Weaker associations were observed at three other loci and, while they are not considered here to be significant, for completeness they were included in the meta-analysis. r2522051 (LOC441108) showed a recessive association with anti-MSP1 levels (beta = −0.06, P = 6.4 × 10−4). rs156029 (P4HA2) showed heterozygous association with anti-AMA1 levels (beta = −0.05, P = 9.7×10−4). rs542998 (RTN3) showed recessive association with anti-MSP1 levels (beta = 0.06, P = 8.8 × 10−4). No associations were found for antibody levels to (NANP)4 (Additional file 16). Including parasite density in the model did not appreciably change these findings (Additional file 17).
Association of HbAS and malaria infection
Given the association between sickle and anti-malarial antibody levels (see above), a regression analyses was conducted between malaria infection (microscopy result and parasite density) and sickle cell trait. HbAS individuals were significantly protected from becoming microscopically positive for malaria infection (OR = 0.75, P = 0.005; Table 2). A further analysis of parasitaemia levels at six sites providing information showed that overall there was no difference between HbAA and HbAS individuals (Additional file 8). Compared to infants (<1 year-olds) levels of parasitaemia increased in the 1–2 and 2–5 years-old groups and then decreased into adulthood (Additional file 8).

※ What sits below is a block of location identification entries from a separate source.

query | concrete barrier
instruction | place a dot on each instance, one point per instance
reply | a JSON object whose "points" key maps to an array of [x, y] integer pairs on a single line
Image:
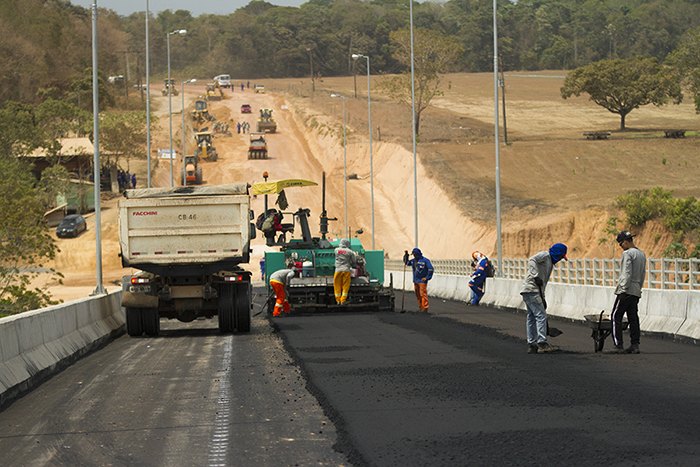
{"points": [[670, 312], [38, 343]]}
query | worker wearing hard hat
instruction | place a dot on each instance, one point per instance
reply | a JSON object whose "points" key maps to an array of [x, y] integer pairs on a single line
{"points": [[345, 262], [422, 273], [279, 280]]}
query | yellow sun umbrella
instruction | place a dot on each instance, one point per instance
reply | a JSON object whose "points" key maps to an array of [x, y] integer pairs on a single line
{"points": [[269, 188]]}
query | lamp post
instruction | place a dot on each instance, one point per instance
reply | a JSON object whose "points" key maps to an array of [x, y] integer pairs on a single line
{"points": [[148, 102], [265, 175], [371, 165], [99, 289], [182, 32], [182, 93], [345, 166]]}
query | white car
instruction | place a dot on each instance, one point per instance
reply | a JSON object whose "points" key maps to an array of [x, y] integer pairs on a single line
{"points": [[223, 80]]}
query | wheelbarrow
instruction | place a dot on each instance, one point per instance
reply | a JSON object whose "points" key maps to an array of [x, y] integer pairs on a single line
{"points": [[602, 328]]}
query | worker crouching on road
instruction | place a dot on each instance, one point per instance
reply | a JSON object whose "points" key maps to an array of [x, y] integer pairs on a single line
{"points": [[422, 273], [279, 280], [478, 279], [345, 262], [539, 269]]}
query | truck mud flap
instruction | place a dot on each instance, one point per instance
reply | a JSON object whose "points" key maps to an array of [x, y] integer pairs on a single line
{"points": [[137, 300]]}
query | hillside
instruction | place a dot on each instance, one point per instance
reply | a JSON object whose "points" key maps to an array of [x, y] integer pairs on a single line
{"points": [[556, 185]]}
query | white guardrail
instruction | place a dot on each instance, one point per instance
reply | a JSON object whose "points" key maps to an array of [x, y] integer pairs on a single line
{"points": [[670, 303]]}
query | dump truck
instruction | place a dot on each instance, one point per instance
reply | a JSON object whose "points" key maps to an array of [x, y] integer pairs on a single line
{"points": [[201, 114], [265, 122], [188, 245], [192, 172], [170, 85], [205, 147], [257, 148], [312, 288]]}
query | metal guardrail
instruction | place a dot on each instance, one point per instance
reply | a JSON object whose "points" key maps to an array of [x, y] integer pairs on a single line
{"points": [[663, 273]]}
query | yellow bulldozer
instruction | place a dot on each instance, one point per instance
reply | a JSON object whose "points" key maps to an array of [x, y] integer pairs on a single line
{"points": [[201, 114], [212, 89], [265, 122]]}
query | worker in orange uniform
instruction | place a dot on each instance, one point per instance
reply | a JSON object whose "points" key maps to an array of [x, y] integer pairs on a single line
{"points": [[345, 262], [279, 280], [422, 273]]}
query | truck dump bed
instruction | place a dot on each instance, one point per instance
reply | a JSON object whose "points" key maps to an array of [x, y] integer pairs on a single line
{"points": [[206, 227]]}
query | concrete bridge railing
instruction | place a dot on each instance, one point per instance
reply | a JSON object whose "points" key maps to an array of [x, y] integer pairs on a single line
{"points": [[38, 343], [674, 313]]}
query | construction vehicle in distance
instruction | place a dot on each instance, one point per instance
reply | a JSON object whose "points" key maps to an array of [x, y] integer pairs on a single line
{"points": [[205, 148], [311, 290], [257, 148], [171, 86], [201, 114], [187, 245], [212, 89], [192, 172], [265, 122]]}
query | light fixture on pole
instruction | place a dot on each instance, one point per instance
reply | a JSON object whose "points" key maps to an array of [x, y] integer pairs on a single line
{"points": [[182, 32], [99, 289], [184, 165], [371, 165], [345, 166], [148, 103]]}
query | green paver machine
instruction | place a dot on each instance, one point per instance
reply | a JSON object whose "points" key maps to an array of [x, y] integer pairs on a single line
{"points": [[312, 289]]}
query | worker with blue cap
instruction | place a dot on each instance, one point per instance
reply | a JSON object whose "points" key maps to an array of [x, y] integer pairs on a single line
{"points": [[539, 269], [422, 273]]}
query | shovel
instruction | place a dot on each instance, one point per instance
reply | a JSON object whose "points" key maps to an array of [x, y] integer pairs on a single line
{"points": [[551, 332]]}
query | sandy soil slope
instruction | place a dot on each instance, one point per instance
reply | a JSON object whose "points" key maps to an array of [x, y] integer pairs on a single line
{"points": [[556, 185]]}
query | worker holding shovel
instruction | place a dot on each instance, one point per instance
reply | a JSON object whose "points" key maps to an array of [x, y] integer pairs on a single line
{"points": [[539, 269]]}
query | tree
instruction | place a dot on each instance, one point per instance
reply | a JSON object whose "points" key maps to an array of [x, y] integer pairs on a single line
{"points": [[433, 53], [24, 240], [123, 135], [622, 85], [685, 61]]}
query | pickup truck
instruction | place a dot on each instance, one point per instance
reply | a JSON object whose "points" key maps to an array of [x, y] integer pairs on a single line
{"points": [[187, 243]]}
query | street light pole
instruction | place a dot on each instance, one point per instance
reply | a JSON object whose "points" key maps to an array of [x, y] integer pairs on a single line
{"points": [[99, 289], [148, 102], [170, 105], [371, 164], [184, 167], [345, 167]]}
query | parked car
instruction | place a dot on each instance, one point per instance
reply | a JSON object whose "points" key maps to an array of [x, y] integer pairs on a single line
{"points": [[71, 226], [223, 80]]}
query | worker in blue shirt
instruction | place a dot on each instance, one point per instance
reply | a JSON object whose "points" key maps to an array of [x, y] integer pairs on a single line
{"points": [[422, 273]]}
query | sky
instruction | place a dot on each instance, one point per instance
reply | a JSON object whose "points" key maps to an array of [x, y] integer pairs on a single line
{"points": [[195, 7]]}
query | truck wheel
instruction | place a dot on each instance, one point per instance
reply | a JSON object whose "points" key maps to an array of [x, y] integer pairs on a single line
{"points": [[134, 326], [151, 321], [226, 311], [242, 313]]}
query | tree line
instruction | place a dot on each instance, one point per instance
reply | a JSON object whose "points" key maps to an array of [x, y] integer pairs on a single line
{"points": [[45, 44]]}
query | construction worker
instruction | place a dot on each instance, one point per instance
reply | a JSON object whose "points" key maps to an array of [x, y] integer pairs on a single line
{"points": [[422, 273], [279, 280], [478, 278], [345, 262], [628, 292], [539, 269]]}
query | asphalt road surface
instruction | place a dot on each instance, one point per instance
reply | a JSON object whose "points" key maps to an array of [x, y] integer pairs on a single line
{"points": [[451, 388]]}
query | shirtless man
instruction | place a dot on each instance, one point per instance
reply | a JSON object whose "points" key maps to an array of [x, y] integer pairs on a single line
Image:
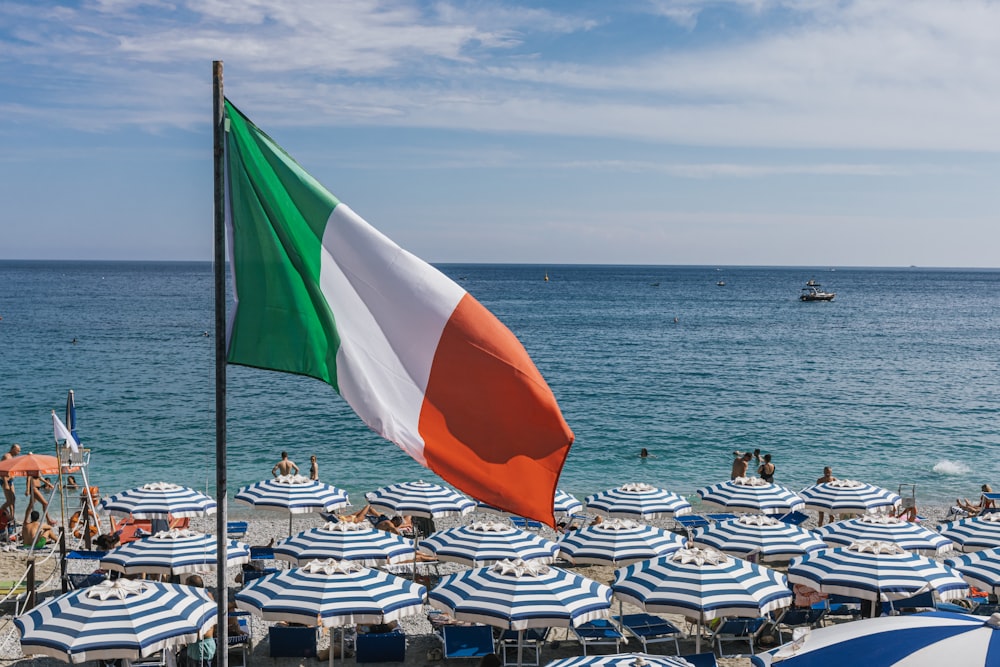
{"points": [[740, 465], [7, 483], [33, 532], [285, 466], [827, 477]]}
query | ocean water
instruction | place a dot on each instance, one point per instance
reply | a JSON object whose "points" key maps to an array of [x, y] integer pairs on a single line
{"points": [[896, 381]]}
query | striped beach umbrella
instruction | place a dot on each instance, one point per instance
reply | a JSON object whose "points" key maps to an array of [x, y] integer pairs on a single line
{"points": [[702, 584], [751, 494], [979, 568], [877, 571], [115, 620], [617, 542], [621, 660], [974, 533], [882, 528], [638, 501], [563, 505], [294, 494], [159, 500], [847, 496], [488, 542], [519, 595], [345, 541], [333, 593], [173, 552], [913, 640], [420, 499], [771, 539]]}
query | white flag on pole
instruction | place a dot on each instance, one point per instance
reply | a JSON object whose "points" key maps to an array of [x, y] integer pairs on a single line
{"points": [[62, 433]]}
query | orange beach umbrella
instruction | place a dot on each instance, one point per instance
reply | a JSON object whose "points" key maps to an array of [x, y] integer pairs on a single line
{"points": [[30, 465]]}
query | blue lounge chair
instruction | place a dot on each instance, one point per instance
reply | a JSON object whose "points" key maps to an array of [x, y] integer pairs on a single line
{"points": [[737, 630], [466, 641], [291, 642], [531, 646], [650, 629], [702, 659], [600, 632], [380, 647]]}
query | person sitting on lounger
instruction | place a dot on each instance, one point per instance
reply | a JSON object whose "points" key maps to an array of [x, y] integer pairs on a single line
{"points": [[37, 534], [983, 503]]}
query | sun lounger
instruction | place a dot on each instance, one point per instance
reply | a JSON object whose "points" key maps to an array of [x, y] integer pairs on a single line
{"points": [[466, 641], [380, 647], [531, 646], [650, 629], [799, 617], [600, 632], [702, 659], [737, 630]]}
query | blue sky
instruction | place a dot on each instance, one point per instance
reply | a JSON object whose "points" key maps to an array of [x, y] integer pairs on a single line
{"points": [[814, 133]]}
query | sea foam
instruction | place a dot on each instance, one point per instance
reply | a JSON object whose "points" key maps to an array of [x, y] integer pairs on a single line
{"points": [[947, 467]]}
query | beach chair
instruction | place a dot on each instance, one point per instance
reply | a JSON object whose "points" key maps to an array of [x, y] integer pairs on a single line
{"points": [[525, 524], [466, 641], [650, 629], [737, 630], [600, 632], [291, 642], [799, 617], [240, 643], [531, 646], [702, 659], [380, 646]]}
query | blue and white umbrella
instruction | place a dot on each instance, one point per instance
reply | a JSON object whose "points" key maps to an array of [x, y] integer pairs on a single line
{"points": [[114, 620], [345, 540], [771, 539], [173, 552], [617, 542], [751, 494], [518, 595], [702, 584], [882, 528], [914, 640], [420, 499], [294, 494], [974, 533], [638, 501], [621, 660], [333, 593], [847, 496], [159, 500], [979, 568], [563, 505], [484, 542], [877, 571]]}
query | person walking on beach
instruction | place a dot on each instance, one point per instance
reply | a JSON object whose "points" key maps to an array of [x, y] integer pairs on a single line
{"points": [[285, 466], [827, 477], [740, 464], [766, 469], [7, 484]]}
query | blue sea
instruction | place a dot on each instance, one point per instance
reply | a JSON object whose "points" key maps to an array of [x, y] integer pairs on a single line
{"points": [[895, 381]]}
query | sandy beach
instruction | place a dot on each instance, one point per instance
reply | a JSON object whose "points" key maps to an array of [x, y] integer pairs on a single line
{"points": [[264, 527]]}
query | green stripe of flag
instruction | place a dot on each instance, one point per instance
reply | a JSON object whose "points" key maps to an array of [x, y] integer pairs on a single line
{"points": [[278, 213]]}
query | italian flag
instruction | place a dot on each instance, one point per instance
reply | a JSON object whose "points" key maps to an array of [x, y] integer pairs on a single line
{"points": [[320, 292]]}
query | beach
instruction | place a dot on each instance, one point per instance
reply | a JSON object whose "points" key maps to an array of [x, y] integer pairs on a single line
{"points": [[265, 527]]}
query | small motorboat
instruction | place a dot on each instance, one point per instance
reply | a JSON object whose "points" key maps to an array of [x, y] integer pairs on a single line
{"points": [[813, 292]]}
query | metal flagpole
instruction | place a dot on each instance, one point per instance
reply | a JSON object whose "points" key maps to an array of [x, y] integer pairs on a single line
{"points": [[218, 141]]}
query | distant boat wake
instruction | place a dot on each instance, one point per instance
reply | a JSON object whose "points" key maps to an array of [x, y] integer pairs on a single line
{"points": [[947, 467]]}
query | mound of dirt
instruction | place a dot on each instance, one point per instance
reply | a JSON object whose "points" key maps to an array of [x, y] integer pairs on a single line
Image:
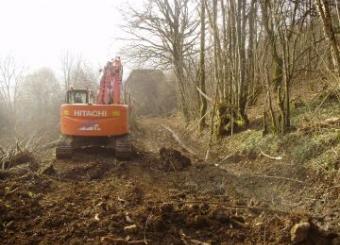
{"points": [[173, 160]]}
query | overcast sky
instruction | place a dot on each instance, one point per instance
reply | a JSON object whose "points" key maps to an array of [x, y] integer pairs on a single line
{"points": [[37, 32]]}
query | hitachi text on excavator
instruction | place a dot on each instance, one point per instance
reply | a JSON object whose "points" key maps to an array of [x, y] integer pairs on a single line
{"points": [[86, 121]]}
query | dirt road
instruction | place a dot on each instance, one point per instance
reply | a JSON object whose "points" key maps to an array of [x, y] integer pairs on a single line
{"points": [[166, 196]]}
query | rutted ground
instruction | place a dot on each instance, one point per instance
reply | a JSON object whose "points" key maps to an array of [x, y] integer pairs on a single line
{"points": [[164, 196]]}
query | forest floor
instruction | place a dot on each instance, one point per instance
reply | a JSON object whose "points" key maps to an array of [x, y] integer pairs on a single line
{"points": [[168, 195]]}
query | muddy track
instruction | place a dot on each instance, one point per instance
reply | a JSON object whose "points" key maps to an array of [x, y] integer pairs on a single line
{"points": [[163, 196]]}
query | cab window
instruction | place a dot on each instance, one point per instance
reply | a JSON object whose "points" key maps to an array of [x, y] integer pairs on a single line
{"points": [[77, 97]]}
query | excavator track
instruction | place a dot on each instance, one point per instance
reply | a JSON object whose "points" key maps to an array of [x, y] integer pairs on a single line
{"points": [[63, 152], [123, 148]]}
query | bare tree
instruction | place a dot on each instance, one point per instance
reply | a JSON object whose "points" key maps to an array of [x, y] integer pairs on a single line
{"points": [[164, 34], [67, 65], [324, 10], [202, 76], [10, 79]]}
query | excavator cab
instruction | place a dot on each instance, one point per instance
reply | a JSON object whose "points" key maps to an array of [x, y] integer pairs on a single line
{"points": [[77, 96]]}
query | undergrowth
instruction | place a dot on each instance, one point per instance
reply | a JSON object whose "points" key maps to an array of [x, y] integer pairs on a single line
{"points": [[319, 147]]}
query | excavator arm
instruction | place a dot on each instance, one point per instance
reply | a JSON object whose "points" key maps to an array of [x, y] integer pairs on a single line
{"points": [[110, 83]]}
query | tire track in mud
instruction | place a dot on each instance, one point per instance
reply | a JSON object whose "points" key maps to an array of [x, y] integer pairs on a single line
{"points": [[155, 199]]}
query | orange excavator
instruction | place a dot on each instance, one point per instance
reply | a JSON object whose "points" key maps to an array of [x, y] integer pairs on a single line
{"points": [[102, 122]]}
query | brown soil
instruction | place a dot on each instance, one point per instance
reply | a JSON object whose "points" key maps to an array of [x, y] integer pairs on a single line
{"points": [[166, 196]]}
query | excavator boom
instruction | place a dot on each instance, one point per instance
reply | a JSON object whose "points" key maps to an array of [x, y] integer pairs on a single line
{"points": [[103, 124]]}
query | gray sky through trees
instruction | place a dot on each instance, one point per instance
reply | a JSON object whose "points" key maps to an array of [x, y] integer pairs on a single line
{"points": [[37, 32]]}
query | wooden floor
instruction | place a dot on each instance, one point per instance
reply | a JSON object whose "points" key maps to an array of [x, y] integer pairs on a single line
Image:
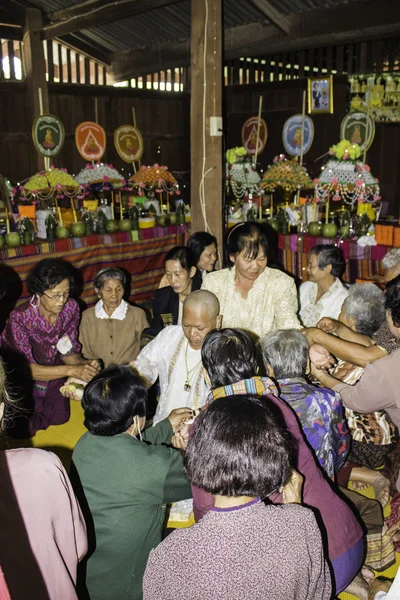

This dataset highlights considerable differences in malaria prevalence, antibody titres and study design between the sites that provided data. There are challenges associated with combining heterogeneous data; however, after quality control, a large dataset was compiled with 13,299 individuals typed for 178 SNPs, measures for five antibody levels and a range of clinical covariates.
Of the ten sites in the study two found a 0 % prevalence (Sudan and Sri Lanka) at the time of sampling as measured by microscopic positivity and two had an ascertainment design not allowing an analysis of effect of age on malaria prevalence (Mali-Pongonon and Kenya). Across the remaining studies, there was a significant increase in the odds of having microscopically positive malaria from the 1 year-old to 5–15 years-old age groups (OR 3.49, P < 0.001), after which prevalence declined into adulthood (OR 0.63, P = 0.01 30 vs 1 year-old groups). This is similar to that observed at individual site studies [28–31]. Many factors can influence the prevalence of malaria but the age effect is assumed to reflect acquired immunity to the parasite. Infants are protected against clinical infection [32–34], possibly due to the presence of foetal haemoglobin [35–37], maternal antibodies [35, 38] and lactoferrin in breastmilk . The risk of becoming infected with malaria then increases as this protection wanes. During this and subsequent periods, exposure to malaria during childhood induces immunity [40–42], with an increasing repertoire of epitopes recognized , such that adults are at lower risk of acquiring or carrying malaria parasites than children and adolescents.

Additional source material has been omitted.